The whole City seemed to consist of the Enterprise, as if little by little, in a process of expansion nothing had been able to check, the Enterprise had extended itself beyond its original limits, swallowing up, digesting, and assimilating the neighborhoods on its perimeter by imbuing them with its own identity. The mysterious force emanating from the whole caused the Investigator to suffer a brief dizzy spell. Although he’d been aware for a long time that his place in the world and in society was microscopic in scale, this vision of the Enterprise, this glimpse of its brazen extent, allowed him to discover another unsettling fact: his anonymity. Over and above the knowledge that he wasn’t anything, he suddenly realized that he wasn’t anyone, either. The thought didn’t distress him, but all the same, it entered his mind as a narrow, curious worm penetrates an already fragile fruit.

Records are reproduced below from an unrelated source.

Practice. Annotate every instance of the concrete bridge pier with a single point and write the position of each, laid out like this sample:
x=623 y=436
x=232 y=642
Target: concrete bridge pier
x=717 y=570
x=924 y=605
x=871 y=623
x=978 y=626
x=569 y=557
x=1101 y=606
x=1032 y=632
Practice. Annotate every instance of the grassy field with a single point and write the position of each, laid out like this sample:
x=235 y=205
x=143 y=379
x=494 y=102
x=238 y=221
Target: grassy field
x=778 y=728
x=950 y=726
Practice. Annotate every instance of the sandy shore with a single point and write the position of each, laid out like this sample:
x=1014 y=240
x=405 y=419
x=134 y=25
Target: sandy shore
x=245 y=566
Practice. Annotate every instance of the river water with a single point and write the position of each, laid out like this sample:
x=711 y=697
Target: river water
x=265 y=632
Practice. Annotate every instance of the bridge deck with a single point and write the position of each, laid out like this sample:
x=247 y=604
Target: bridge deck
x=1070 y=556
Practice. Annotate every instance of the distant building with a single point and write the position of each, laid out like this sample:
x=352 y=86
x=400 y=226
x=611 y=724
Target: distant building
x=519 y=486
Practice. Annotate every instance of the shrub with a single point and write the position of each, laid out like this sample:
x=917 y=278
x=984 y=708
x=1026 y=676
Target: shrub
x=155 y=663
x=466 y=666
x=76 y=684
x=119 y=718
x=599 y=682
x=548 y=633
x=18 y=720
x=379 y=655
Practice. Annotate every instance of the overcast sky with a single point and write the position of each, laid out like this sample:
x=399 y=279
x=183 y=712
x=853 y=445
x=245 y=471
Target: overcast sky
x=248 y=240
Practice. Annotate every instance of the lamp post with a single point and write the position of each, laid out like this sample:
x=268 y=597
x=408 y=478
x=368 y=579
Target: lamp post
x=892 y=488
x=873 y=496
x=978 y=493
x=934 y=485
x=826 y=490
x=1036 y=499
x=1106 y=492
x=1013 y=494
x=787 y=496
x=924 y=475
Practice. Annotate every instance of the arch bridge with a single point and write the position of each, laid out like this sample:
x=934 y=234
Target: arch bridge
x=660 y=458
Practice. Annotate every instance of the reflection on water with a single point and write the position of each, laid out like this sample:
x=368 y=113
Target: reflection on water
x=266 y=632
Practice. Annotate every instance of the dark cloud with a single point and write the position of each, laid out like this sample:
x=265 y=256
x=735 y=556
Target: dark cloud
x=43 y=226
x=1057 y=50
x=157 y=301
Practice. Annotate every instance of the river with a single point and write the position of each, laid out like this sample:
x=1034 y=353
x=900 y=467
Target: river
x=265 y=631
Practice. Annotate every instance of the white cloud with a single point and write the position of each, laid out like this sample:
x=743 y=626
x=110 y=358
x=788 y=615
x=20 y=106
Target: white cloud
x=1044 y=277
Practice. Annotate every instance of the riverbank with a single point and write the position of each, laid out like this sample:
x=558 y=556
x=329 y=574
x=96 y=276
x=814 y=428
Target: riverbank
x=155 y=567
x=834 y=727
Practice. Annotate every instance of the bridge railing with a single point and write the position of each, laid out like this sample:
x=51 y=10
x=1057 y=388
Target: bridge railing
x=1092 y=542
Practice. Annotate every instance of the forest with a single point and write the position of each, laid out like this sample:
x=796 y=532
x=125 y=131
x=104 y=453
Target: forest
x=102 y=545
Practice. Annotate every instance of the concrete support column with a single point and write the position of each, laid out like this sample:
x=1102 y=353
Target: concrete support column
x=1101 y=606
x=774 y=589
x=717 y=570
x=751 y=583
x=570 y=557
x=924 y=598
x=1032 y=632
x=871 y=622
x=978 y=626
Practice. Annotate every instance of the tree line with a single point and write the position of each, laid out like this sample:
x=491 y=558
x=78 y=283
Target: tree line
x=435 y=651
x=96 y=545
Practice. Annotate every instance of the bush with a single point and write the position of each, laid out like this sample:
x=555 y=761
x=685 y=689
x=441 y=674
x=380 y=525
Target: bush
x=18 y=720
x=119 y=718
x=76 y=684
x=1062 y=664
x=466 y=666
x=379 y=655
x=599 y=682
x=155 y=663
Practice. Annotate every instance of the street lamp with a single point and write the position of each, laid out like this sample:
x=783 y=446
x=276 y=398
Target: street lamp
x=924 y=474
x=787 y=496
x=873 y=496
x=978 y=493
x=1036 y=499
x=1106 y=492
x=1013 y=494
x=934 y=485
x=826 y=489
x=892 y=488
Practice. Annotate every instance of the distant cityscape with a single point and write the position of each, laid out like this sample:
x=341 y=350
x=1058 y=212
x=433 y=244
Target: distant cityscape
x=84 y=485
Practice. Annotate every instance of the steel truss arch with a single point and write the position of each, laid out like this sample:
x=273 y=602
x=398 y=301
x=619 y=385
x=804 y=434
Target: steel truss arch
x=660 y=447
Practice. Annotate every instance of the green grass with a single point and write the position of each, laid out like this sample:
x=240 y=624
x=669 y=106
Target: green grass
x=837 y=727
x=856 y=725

But when he spotted a recess in the wall about two hundred yards to his left, on the other side of the street, he was strangely captivated by the sight and broke off his reverie. Yes, that wide angle, that break in the even line of the wall — there was no doubt about it — had to be the entrance. The entrance to the Enterprise. The entrance where the Guardhouse was located. And to think that the Hotel was barely a minute away. He’d needed several hours to trudge from one to the other, and by God knew what impossible route. It was pretty laughable. The Investigator felt almost euphoric.

He went down the four steps to the sidewalk and looked for a pedestrian crossing area where he could get across the street. But it was no use. He scanned his surroundings as carefully as he could, bending down until his face was at ground level, peering past the legs of the pedestrians and under the wheels of the passing vehicles in an attempt to catch sight of the distinctive white stripes, then going back up the four steps and standing on tiptoe on the top one, trying to descry a traffic light, whether near or far, but, try as he might, he could discover no crossing anywhere.

The Investigator pondered for a few moments, told himself he’d lost enough time already, and resolved to cross the stream of vehicles. It shouldn’t be much of a problem, he thought, given their greatly reduced speed.